Transgender people are widely recognized as a group that faces significant barriers to equal, consistent, and high-quality health care, as documented by a landmark Institute of Medicine report. Transgender and gender-nonconforming people experience discrimination in healthcare and barriers to care two to three times more often than lesbian, gay, and bisexual people, according to Lambda Legal’s national survey of LGBT health care experiences, When Health Care Isn’t Caring.
In fact, 19 percent of the 6,000+ respondents to the 2011 National Transgender Discrimination Survey reported having been refused health care outright because of their transgender status, while 28 percent had postponed necessary care when they were sick or injured and 33 percent had delayed or not sought preventive care because of prior healthcare discrimination. Rather than endure abuse and poor treatment, many transgender people go without care, endangering and worsening their health.
In the last few years, laws have been passed to address discrimination against transgender patients. For example, the Affordable Care Act prohibits discrimination on the basis of sex, including gender identity, in any hospital or health program that receives federal funds. Furthermore, The Joint Commission, which accredits virtually all U.S. hospitals, requires that they prohibit discrimination on the basis of gender identity to maintain accreditation. Additionally, many state and local nondiscrimination laws ban discrimination related to gender identity in public accommodations. Hospitals have long wondered, however, how to honor the letter and spirit of these requirements.
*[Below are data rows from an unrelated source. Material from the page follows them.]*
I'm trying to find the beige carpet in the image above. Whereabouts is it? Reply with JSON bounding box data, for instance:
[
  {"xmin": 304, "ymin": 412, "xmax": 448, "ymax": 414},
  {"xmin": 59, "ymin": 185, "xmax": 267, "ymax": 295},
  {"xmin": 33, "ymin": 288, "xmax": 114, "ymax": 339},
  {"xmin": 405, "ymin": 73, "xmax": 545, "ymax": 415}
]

The new publication is designed for all hospitals seeking to comply with legal and regulatory mandates and to align themselves with best practices in the field. It answers their questions about transgender patients, shows them how to reduce bias and insensitivity, and addresses key issues such as confidentiality, room assignments, bathroom access, and admitting/registration procedures. The guidance also includes unique model policies that can be adapted to meet the needs of individual hospitals.
Improvements in policies and practices, together with greater transgender competency on the part of healthcare personnel, will make hospitals truly welcoming for transgender people, rather than places to be feared. They will encourage transgender patients to seek healthcare when needed, rather than delaying or avoiding it—and will reduce the costs associated with the complications that arise when care is deferred due to discrimination. This long-awaited publication will play an important role in eliminating health disparities for transgender people, providing them with patient-centered care, and ensuring equity in the nation’s healthcare system.